Thanks to "Nirmata" for providing the following information.
source: SikhWiki
Sikligars Sikhs were the lohars (ironsmiths/blacksmiths) who once specialized in the craft of making and polishing weapons. Once more commonly known as Gaddilohars the term Sikligar was bestowed on these men who fashioned iron by Guru Gobind Singh who turned Lohgarh (the Iron fort at Anandpur Sahib) into the Sikh Armoury. The word is derived from the Persian - saqi/sakli, lit. polishing, furnishing, making bright (a sword), the term saqlgar means a polisher of swords. In medieval India, Sikligars were in great demand for manufacturing spears, swords, shields and arrows. What the world knows as Damascus steel, used in making some of the finest swords known to man, was manufactured by Indian lohars and shipped to Damacus as layered iron pellets.

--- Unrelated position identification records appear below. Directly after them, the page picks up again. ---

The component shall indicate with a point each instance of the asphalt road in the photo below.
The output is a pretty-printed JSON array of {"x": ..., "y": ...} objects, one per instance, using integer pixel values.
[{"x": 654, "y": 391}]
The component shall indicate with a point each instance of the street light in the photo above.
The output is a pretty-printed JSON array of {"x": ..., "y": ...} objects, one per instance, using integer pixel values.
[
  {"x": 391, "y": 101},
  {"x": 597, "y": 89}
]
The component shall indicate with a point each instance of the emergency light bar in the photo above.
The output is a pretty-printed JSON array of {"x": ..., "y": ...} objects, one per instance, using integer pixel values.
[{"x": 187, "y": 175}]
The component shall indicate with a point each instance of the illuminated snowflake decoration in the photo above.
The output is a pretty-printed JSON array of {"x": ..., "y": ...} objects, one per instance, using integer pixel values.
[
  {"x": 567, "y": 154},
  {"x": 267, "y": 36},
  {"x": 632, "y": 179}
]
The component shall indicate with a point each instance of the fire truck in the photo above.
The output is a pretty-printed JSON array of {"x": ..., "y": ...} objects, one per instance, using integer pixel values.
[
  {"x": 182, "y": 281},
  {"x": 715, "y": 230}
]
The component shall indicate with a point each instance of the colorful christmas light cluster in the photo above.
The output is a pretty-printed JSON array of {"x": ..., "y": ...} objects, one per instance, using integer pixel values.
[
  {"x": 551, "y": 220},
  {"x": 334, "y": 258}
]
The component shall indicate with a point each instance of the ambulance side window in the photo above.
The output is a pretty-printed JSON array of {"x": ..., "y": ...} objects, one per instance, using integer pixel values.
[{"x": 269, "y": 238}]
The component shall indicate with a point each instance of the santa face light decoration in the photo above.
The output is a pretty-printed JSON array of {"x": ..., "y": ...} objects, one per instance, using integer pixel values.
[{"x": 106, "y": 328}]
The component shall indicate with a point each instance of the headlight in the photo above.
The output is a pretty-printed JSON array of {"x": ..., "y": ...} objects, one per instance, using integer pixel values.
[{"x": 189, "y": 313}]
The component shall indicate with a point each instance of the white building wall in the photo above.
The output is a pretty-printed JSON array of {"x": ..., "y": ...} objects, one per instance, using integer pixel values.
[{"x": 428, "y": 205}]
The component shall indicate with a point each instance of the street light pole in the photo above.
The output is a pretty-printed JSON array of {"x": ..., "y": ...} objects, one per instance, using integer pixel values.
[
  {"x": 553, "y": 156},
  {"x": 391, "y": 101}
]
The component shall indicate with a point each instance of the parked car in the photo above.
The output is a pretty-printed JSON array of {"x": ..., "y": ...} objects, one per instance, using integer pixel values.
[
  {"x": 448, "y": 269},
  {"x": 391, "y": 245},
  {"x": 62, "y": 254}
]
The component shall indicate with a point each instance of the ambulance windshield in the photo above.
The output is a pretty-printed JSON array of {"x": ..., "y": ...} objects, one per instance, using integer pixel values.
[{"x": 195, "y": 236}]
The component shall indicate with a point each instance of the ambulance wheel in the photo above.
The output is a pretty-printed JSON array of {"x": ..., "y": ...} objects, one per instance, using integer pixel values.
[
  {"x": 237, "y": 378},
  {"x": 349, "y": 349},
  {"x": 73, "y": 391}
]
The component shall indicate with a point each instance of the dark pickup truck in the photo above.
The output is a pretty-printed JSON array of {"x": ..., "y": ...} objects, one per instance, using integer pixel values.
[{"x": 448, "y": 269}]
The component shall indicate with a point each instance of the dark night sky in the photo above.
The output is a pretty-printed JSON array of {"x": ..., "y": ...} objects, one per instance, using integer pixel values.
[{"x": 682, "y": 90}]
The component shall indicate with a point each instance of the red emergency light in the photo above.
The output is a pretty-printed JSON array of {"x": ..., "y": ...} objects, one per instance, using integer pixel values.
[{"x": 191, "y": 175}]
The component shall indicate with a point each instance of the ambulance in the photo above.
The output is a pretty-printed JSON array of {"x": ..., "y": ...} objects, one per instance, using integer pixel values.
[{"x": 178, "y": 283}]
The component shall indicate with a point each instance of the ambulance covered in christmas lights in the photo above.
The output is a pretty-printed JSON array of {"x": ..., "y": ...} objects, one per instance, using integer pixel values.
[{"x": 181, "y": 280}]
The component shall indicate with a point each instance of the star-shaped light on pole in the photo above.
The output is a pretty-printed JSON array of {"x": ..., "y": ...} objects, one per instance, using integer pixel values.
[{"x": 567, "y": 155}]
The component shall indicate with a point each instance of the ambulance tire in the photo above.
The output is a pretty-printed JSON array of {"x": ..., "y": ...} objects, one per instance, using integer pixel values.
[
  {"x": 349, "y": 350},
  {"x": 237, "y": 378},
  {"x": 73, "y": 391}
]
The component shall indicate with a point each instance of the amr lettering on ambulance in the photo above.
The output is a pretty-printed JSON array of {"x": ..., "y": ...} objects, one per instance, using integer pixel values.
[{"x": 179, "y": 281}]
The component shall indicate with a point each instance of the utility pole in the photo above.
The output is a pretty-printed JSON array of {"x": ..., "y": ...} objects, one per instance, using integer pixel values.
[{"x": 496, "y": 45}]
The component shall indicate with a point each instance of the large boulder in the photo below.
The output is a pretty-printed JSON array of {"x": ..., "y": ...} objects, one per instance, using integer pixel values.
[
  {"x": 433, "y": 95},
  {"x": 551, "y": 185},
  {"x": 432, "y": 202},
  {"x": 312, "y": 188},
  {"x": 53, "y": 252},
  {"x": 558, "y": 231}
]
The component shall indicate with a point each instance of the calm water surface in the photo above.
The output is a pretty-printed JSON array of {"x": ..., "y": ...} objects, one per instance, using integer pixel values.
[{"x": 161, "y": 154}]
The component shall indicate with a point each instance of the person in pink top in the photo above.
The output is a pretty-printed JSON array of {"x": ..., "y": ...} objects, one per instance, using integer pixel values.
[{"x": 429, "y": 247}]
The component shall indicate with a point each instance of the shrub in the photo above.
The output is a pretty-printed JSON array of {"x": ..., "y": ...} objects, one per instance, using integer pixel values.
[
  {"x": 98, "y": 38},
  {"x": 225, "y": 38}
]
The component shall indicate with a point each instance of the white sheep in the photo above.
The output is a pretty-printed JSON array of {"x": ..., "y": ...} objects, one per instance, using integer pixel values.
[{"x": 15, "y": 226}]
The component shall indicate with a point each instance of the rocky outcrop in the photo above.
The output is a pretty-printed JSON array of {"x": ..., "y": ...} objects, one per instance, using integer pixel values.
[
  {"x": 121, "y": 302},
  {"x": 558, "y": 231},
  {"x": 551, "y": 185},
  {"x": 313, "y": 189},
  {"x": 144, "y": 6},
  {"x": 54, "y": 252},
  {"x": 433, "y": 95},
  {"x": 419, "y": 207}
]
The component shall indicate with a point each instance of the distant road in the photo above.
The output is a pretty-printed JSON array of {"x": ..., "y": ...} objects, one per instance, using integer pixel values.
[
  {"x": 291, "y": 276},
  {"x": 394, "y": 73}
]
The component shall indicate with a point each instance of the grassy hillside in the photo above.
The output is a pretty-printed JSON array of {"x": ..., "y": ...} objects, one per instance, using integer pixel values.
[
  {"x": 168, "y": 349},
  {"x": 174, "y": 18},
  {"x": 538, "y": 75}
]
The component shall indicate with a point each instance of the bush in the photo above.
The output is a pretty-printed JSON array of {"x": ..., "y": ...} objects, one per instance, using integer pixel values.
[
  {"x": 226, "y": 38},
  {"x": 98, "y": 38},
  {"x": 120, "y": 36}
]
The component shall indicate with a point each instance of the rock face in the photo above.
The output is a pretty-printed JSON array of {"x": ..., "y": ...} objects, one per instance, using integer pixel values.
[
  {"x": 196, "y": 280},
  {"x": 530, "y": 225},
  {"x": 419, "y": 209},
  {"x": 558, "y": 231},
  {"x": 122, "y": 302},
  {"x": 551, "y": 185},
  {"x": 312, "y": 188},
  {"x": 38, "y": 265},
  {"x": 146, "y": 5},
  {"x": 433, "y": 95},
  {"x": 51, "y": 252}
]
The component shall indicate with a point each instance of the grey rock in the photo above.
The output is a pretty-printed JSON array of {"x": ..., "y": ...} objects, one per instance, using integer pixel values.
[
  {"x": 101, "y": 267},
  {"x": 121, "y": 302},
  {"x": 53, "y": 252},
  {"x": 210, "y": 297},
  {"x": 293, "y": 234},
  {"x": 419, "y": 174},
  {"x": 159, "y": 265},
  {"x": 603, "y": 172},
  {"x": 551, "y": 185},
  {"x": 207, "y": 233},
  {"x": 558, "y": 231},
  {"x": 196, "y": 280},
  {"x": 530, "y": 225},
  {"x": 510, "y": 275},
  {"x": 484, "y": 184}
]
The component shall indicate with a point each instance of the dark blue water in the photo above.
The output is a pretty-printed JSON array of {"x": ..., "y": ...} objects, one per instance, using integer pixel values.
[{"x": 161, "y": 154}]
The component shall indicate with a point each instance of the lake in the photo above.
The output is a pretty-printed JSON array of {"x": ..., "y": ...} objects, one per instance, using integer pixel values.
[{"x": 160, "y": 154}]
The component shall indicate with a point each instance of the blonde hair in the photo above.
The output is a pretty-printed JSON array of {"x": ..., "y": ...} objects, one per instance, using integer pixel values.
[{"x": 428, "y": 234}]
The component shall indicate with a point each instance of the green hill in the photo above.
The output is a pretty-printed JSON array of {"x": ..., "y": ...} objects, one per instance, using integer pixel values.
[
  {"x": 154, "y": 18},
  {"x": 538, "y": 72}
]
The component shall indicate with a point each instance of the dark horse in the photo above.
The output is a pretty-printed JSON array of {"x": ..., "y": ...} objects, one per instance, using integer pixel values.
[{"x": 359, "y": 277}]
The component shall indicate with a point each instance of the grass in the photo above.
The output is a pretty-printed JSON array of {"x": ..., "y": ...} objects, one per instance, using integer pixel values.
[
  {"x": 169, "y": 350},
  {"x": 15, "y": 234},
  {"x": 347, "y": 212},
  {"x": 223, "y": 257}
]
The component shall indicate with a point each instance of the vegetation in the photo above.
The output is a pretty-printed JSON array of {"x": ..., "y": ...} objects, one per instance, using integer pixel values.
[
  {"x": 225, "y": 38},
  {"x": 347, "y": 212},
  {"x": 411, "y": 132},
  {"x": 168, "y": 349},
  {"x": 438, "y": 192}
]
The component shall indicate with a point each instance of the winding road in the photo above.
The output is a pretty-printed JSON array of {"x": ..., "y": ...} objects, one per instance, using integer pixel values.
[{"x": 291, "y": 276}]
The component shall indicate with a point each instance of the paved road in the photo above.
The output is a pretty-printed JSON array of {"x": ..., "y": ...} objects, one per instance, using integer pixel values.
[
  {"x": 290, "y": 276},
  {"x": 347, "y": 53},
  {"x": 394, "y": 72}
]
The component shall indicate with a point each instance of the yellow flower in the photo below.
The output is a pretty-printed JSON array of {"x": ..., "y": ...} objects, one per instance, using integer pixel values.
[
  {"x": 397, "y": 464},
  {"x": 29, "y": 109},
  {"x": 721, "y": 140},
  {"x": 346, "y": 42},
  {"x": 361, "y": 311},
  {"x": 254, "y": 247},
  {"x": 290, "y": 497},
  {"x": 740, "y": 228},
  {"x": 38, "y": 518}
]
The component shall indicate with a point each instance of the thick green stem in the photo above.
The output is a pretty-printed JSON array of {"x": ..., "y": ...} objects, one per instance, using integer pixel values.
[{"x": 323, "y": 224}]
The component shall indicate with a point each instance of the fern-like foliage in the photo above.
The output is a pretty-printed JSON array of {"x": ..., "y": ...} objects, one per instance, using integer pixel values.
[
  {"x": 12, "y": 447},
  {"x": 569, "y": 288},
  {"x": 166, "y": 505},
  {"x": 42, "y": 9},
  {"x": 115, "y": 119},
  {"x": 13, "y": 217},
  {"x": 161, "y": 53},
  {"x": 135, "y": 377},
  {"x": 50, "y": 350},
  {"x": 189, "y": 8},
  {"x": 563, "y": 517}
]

Recently a piece of Gold embellished steel armour decorated with Sikh Bani (Hinted to be posibly once owned by Guru Gobind Singh) was made of this type of steel, which in India was called watered steel as its surface reminds one of flowing water. A lohar by the name of Ram Chand, initiated as a Sikh by Guru Gobind Singh, became Ram Singh the first Sikligar Sikh. Though not one of the Panj Piares he was with the Panj Piaras and Guru Gobind Singh fighting in the battle of Chamkaur and accompanied the Guru out of the fort in the night.
But now adays this is their condition:
The advent of modern weapons and industrial technology has hit the Sikligars hard economically. Engaged in the pursuit of an obsolete occupation, they are now a poor and backward people forming one of the scheduled castes as defined under the Indian Constitution.
Also known as gaddilohars they roam about in small groups carrying their `meagre possessions on specially designed carts (gaddi, in north Indian dialects) making and selling small articles such as knives, sickles, betelnut cutters, sieves, locks, buckets and toys which they often manufacture from wastemetal. The influence of Sikhism is still clearly discernible in the dress and social customs of some of the Sikligars. The males, especially those of the older generation, wear their hair long. Their womenfolk wear salvar (loose trousers) and kamiz (shirt) like Punjabi women or lahinga (skirt) and choli (bodice) like Rajasthani women, but the use of dhoti and san is rare.
On the annual Takht ishnan (lit. bath ceremony) at the Takht Sahib, it is the special privilege of Sikligar Sikhs to clean and oil the old weapons preserved there as sacred relics.